According to the end-to-end argument, which functionality must be implemented solely at the application layer, not within the network?

(Circle all the correct options)

- A. Error detection and correction
- B. Packet forwarding and routing
- C. Congestion control
- D. Address resolution
- E. None of the above

**Explanation:** The end-to-end (e2e) argument concerns functionality that can be completely and correctly implemented only at the endpoints, but may additionally be implemented within the network to improve performance. The classic example of such functionality is detection and retransmission of corrupted data. This can only be done completely and correctly at the endpoints, because no network-layer mechanism can guarantee correct data delivery end-to-end. At the same time, a network may provide early detection and retransmission (e.g., around a wireless link) to reduce the amount of corrupted data that the application sees, hence improve application performance.

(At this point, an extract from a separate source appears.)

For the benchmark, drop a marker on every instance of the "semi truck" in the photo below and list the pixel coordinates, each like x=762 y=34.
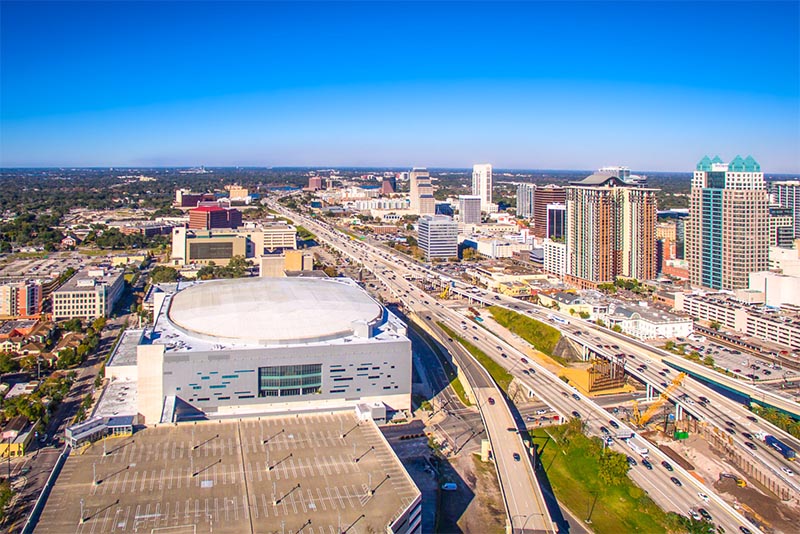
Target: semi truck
x=786 y=451
x=637 y=445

Answering anything other than (E) is wrong. Regarding option (D): Address resolution refers to translating a higher-layer address to a lower-layer address, and this must obviously happen above the lower layer. The reason for this, however, is not related to the e2e argument; rather, it is that the lower layer does not understand higher-layer addresses, hence could not plausibly perform the translation. For example, ARP translates IP addresses to MAC addresses; performing this translation within the MAC layer is not an option, because the MAC layer does not understand IP addresses. So, IP-address resolution must happen above the MAC layer. But this has nothing to do with the e2e argument.

## **Question 14** (15 points)

You're building an operating system for devices with limited memory. The processor can provide paged virtual memory (VM) with a two-level hierarchical page table paging scheme, or segments, or direct physical memory access. In order to decide whether you can afford the convenience of VM, compute the memory overhead of the VM option when fully mapping a 1-GiB address space. Assume that virtual address (VA) size is 64 bits, physical address (PA) size is 48 bits, page size (PS) is 4 KiB, each page table entry (PTE) is 8 bytes wide, and a page table (PT) always fits in one memory page.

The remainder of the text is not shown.